Matthew Stratton Rouge
I was classically trained as a fine artist, but when discovering fashion I knew being a designer was my calling and for me it was a natural evolution putting my vision of art and story telling into fashion. First; in two dimensions, then in three, and finally as the product emerges in four dimensions because, of course, time is a element of design as much as colour or texture.
This came all came naturally growing up, and was hardly surprising with one grand parent being ‘Desmond Stratton’ who was the head design engineer and original designer behind the AC Cobra and many iconic sports cars of the 1950’s and 1960s
and his other grandfather made bespoke luggage for the Parisian luxury market.
‘I spent a lot of time growing up in the workshop with both of my grandparents, being very hands on, learning how to problem solve but in most, understanding the time it takes not only to produce beautiful objects of form and beauty, but theres is a hidden luxury to all items, which goes unnoticed, especially that goes into handbags,
He has been designing his entire life, and has always been an advocate of quality and getting the process just right.
Matthew-Stratton rejects the ordinary in his relentless journey for the sublime. his aim is to create icon handbags that are instantly recognizable which would set a standard in quality & design, which has been achieved with the Blazon monogram collection.
‘The Blazon monogram print is infinite in its nature, there is no beginning and no end. It symbolizes artistry and natural form. Depicting the V Shape which is emblematic of power and strength in it’s design. For me true luxury is a feeling, its a personal discovery, Its an experience which is an expression and extension of ones self.
After completing his studies at Chelsea college of Arts, where he was scouted to join the prestigious Barcelona school [ Meta-fora ] of fine Art, he set up his first design and production business. It taught him many lessons, design was only part of the journey, production, distribution, sales and running an enterprise all became bedfellows for me. From then I progressed into more adventurous projects until in 2014 deciding to commit himself full time to fashion.
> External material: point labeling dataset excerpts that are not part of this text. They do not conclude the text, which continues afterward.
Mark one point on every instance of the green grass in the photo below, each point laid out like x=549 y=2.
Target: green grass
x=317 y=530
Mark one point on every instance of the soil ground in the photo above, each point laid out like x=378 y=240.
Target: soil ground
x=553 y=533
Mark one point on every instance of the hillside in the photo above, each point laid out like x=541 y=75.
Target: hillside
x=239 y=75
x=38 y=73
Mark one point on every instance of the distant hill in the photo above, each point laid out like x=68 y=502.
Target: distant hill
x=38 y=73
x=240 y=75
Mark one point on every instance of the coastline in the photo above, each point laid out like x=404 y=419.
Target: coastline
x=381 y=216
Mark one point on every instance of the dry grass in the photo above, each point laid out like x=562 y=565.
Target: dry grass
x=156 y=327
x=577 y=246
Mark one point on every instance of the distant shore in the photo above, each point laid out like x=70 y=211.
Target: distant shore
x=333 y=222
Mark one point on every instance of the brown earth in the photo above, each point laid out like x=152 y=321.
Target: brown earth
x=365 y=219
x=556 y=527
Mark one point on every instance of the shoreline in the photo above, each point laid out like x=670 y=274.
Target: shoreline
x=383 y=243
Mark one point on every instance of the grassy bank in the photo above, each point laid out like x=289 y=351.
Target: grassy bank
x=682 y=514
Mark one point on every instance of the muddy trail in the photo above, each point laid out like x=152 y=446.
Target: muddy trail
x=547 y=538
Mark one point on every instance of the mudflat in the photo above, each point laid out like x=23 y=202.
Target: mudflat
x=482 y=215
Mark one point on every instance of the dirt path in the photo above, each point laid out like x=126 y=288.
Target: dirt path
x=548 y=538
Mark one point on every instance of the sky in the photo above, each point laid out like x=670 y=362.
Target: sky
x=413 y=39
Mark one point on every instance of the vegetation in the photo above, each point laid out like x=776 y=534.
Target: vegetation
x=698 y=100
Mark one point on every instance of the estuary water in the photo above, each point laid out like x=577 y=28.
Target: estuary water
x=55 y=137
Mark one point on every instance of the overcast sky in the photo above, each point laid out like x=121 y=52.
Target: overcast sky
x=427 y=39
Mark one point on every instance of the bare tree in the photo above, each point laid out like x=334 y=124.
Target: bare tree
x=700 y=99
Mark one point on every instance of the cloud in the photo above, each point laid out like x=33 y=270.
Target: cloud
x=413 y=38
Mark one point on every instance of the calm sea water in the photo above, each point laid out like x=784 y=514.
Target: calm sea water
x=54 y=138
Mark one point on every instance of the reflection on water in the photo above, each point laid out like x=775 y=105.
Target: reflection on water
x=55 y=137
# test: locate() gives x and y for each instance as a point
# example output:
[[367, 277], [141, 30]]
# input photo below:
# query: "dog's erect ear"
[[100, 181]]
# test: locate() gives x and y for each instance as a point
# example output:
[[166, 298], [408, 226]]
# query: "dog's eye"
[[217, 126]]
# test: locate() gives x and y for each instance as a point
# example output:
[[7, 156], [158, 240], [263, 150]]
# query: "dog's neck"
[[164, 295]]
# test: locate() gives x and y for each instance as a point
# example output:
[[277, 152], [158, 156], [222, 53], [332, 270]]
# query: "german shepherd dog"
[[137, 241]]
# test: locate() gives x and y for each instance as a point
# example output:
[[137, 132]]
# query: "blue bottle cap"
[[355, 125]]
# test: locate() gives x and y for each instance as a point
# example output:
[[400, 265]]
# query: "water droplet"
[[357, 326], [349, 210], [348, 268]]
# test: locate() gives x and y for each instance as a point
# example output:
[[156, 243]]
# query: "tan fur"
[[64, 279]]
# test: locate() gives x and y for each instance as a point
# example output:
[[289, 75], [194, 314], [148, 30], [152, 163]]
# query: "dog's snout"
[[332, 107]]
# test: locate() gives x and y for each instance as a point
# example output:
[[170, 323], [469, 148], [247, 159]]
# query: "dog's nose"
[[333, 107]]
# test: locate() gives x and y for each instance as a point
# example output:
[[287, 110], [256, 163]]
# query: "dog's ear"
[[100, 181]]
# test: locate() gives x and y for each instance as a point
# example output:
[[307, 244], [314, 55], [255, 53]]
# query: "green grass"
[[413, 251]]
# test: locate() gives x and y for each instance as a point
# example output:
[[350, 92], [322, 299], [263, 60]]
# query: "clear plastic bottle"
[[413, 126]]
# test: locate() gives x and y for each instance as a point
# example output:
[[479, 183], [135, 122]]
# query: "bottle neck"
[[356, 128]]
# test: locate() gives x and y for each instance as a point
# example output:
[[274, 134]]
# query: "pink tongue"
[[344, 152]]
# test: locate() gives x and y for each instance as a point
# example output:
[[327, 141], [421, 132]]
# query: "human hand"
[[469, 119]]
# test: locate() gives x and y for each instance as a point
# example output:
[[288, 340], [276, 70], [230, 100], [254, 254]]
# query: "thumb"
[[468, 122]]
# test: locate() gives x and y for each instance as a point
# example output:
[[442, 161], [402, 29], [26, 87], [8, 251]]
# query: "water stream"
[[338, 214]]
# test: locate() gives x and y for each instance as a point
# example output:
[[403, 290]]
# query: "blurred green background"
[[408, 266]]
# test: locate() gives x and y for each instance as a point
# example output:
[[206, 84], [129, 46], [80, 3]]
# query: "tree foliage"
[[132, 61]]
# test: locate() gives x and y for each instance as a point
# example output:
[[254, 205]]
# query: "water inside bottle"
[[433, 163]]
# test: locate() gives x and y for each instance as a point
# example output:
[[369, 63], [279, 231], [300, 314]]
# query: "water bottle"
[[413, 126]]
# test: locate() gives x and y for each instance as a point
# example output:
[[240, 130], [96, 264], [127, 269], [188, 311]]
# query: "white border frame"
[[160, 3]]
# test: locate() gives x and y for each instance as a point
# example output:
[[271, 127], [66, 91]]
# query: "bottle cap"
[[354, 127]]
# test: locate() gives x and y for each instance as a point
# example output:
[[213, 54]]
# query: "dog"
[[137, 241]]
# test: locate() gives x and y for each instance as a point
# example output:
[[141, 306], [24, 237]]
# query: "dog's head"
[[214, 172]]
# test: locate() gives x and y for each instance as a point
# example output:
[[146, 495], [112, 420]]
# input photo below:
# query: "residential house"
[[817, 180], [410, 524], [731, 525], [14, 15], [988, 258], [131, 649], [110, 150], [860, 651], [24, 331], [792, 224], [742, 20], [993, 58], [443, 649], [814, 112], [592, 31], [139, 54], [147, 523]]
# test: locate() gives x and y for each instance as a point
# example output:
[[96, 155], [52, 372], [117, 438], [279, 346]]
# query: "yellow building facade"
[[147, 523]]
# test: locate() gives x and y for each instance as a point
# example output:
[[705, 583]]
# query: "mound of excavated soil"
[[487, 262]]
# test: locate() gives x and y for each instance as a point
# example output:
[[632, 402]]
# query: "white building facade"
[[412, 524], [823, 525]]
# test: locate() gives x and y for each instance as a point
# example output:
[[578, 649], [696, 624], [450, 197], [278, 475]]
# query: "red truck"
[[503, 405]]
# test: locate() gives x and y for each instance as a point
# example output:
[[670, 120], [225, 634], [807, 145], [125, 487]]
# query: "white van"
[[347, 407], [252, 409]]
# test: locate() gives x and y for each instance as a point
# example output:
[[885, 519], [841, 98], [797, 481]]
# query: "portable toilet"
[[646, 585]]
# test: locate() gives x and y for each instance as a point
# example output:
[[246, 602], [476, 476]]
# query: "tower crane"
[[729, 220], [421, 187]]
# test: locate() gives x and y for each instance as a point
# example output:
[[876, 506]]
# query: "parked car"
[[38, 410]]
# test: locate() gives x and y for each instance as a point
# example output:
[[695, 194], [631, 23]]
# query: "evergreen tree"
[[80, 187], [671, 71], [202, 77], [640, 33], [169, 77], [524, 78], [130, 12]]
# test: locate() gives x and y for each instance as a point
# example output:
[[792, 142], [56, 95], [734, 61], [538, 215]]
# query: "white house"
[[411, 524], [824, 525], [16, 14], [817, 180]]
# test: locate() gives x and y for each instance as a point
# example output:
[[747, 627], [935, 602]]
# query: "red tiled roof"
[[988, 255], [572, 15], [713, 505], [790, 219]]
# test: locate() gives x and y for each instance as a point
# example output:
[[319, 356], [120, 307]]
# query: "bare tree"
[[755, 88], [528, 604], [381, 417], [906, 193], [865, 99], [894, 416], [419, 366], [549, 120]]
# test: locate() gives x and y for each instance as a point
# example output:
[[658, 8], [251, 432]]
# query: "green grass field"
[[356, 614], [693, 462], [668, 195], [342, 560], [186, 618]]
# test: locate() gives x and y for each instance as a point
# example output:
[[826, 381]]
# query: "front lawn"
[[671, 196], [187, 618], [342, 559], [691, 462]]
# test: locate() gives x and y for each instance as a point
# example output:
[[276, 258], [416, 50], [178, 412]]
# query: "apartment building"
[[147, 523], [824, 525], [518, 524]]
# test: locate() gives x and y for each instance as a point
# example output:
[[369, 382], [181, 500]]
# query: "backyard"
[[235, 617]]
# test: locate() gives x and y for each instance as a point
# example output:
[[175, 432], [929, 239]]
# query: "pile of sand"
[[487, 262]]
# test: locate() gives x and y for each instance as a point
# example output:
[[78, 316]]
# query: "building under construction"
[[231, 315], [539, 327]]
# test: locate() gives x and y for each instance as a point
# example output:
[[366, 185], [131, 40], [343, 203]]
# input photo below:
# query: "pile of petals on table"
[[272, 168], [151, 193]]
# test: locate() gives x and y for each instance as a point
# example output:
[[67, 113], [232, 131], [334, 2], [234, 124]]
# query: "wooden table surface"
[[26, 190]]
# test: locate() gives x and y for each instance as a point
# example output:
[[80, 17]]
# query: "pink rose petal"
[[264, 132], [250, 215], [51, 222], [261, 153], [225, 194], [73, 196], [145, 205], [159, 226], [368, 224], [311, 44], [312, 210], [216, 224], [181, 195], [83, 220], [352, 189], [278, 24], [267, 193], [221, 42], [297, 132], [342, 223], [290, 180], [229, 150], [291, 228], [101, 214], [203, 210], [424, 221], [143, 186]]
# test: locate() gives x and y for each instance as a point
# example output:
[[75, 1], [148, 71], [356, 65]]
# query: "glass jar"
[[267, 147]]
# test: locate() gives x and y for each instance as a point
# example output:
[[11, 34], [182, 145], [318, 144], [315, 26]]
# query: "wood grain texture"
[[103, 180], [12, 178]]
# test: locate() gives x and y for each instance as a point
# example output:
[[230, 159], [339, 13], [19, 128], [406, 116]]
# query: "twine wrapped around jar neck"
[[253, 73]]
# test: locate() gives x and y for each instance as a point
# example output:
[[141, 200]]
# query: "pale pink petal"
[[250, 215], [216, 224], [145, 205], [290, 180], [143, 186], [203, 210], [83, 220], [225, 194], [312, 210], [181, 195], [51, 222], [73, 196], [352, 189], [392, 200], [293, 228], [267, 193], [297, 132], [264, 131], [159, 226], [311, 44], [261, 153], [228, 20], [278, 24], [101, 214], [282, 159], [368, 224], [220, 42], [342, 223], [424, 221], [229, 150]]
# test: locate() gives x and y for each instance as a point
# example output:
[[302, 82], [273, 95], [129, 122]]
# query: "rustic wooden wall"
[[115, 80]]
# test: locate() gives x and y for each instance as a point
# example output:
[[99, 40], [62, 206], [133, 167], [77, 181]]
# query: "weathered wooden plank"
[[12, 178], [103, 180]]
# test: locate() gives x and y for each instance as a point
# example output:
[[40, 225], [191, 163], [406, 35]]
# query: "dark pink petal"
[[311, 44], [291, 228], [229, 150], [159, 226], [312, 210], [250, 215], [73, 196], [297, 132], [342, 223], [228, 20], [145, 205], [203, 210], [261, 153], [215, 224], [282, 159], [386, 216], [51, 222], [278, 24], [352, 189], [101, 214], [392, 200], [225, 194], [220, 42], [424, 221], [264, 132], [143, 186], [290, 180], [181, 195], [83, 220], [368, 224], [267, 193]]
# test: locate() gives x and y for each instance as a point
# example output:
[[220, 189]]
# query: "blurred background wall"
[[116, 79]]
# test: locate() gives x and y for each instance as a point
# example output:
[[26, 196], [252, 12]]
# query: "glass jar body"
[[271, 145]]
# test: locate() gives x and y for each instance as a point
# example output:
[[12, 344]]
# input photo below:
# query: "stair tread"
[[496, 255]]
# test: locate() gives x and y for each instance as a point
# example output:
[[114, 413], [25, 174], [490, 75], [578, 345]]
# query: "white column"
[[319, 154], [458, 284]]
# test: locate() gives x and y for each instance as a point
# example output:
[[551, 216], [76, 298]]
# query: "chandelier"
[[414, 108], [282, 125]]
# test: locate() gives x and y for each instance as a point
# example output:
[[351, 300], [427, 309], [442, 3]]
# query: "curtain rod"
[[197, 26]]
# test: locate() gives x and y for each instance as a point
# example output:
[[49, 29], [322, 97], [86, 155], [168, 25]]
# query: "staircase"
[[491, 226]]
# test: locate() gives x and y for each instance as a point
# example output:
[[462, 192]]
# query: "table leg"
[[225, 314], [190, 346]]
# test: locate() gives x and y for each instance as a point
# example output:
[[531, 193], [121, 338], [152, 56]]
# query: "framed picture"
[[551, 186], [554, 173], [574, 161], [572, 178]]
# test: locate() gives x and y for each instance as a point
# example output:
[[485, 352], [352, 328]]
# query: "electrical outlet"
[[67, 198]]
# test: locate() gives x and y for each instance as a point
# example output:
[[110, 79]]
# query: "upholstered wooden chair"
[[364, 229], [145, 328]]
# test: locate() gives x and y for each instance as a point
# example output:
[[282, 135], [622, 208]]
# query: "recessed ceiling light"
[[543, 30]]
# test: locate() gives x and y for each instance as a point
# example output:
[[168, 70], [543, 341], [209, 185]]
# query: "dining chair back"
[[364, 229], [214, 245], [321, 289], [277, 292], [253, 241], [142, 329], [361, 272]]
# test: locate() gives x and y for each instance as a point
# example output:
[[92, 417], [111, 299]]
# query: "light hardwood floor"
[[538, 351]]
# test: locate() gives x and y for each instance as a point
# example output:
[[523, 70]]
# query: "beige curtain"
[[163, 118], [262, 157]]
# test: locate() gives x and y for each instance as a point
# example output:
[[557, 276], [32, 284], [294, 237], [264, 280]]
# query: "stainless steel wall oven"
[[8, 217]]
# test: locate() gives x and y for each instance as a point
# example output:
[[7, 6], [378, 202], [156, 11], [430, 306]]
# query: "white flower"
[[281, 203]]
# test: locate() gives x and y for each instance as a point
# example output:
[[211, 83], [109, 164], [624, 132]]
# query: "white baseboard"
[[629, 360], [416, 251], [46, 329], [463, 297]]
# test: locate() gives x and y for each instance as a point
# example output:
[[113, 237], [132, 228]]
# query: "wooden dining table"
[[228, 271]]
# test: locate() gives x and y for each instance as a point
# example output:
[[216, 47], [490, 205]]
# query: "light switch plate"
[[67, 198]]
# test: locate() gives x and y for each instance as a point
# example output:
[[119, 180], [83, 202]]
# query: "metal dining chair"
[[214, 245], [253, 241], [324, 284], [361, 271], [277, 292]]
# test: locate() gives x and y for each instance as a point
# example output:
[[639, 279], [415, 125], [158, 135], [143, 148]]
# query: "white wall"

‘For me, another dimension of design is production and so I have spent the last four years working with Italian craftspeople based in the Po Valley, where fine tanning, beautiful cutting and perfect tensioned stitching has become a fertile tradition. Most of the artisans I work with are family based craftspeople and there is an unspoken level of communication between us as they realize that my vision and process is also based around my family.
‘In order to understand the tenets of production I have had to modify, refine and develop my designs so that they can effortlessly translate from the rough sketch to the carpe, to the refined product which is the hallmark of my design vision. Working directly alongside our artisans and their unrivaled expertise has been fundamental in creating the Valore aesthetic, understanding the rules of form, function, and beauty, they do not always work hand in hand, but you need to understand them in order to break them and re-write them.’